Principle:Liu00222 Open Prompt Injection Text Segmentation
| Knowledge Sources | |
|---|---|
| Domains | NLP, Tokenization, Text_Processing |
| Last Updated | 2026-02-14 15:00 GMT |
Overview
A hybrid text segmentation technique that combines sentence boundary detection with embedding-based similarity analysis to split text at both syntactic and semantic boundaries.
Description
Text Segmentation in the PromptLocate pipeline splits input text into granular segments for injection boundary detection.

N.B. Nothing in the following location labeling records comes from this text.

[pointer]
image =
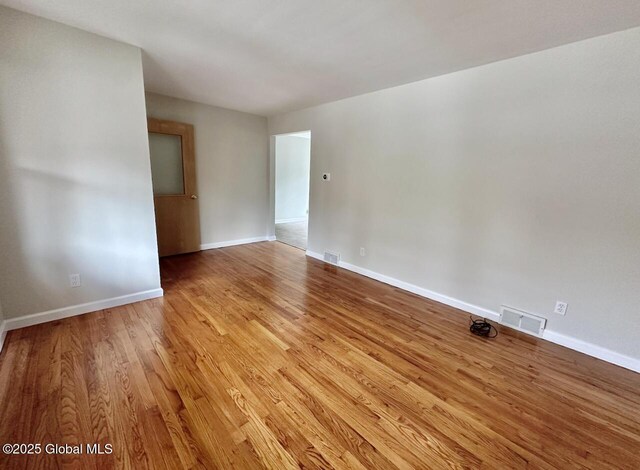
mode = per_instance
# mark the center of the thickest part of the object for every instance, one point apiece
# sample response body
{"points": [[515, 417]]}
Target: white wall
{"points": [[513, 183], [75, 181], [232, 156], [292, 177]]}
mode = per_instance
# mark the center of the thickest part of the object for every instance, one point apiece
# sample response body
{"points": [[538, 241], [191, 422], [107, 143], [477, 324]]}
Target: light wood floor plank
{"points": [[259, 357]]}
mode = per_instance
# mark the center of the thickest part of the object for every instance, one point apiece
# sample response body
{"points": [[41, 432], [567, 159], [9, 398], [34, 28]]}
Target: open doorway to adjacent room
{"points": [[292, 167]]}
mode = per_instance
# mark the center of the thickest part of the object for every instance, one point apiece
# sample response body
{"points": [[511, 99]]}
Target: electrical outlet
{"points": [[74, 280], [561, 308]]}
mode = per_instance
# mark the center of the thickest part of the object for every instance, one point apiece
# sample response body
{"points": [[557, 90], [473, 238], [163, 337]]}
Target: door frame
{"points": [[186, 133], [271, 227]]}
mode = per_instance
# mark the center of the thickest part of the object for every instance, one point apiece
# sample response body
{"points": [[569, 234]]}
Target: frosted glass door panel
{"points": [[166, 164]]}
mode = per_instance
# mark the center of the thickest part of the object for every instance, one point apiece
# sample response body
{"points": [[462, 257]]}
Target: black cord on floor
{"points": [[482, 328]]}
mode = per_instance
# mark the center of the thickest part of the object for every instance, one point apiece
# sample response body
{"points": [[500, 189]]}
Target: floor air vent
{"points": [[522, 321], [332, 258]]}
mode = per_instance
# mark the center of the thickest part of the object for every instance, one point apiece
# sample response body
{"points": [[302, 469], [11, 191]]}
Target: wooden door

It operates in two stages: (1) Sentence splitting using a custom spaCy pipeline with regex-based sentence boundary detection (splitting on periods, exclamation marks, question marks, and double newlines), and (2) Embedding-based splitting that further divides sentences at word boundaries where consecutive word embeddings have low cosine similarity, indicating a semantic discontinuity. This dual approach captures both natural sentence boundaries and unnatural semantic shifts that injections often introduce.
Usage
Use this principle as the first step in the PromptLocate localization pipeline. The quality of segmentation directly affects the precision of injection boundary detection — finer segments enable more accurate localization.
Theoretical Basis
The segmentation combines syntactic and semantic signals:
Pseudo-code Logic:
# Stage 1: Sentence splitting
sentences = spacy_custom_segmenter(text) # regex: r'(?:[.!?\n]{2,}|[.!?\n])(?:["\']?)'
# Stage 2: Embedding-based splitting
for each sentence:
words = tokenize(sentence)
embeddings = get_word_embeddings(words)
for i in range(len(words)-1):
sim = cosine_similarity(embeddings[i], embeddings[i+1])
if sim < threshold:
split_here() # Low similarity = potential boundary
# Stage 3: Clean up
segments = merge_empty_segments(segments)
The cosine similarity threshold (default 0.0) determines how aggressively text is split at semantic boundaries.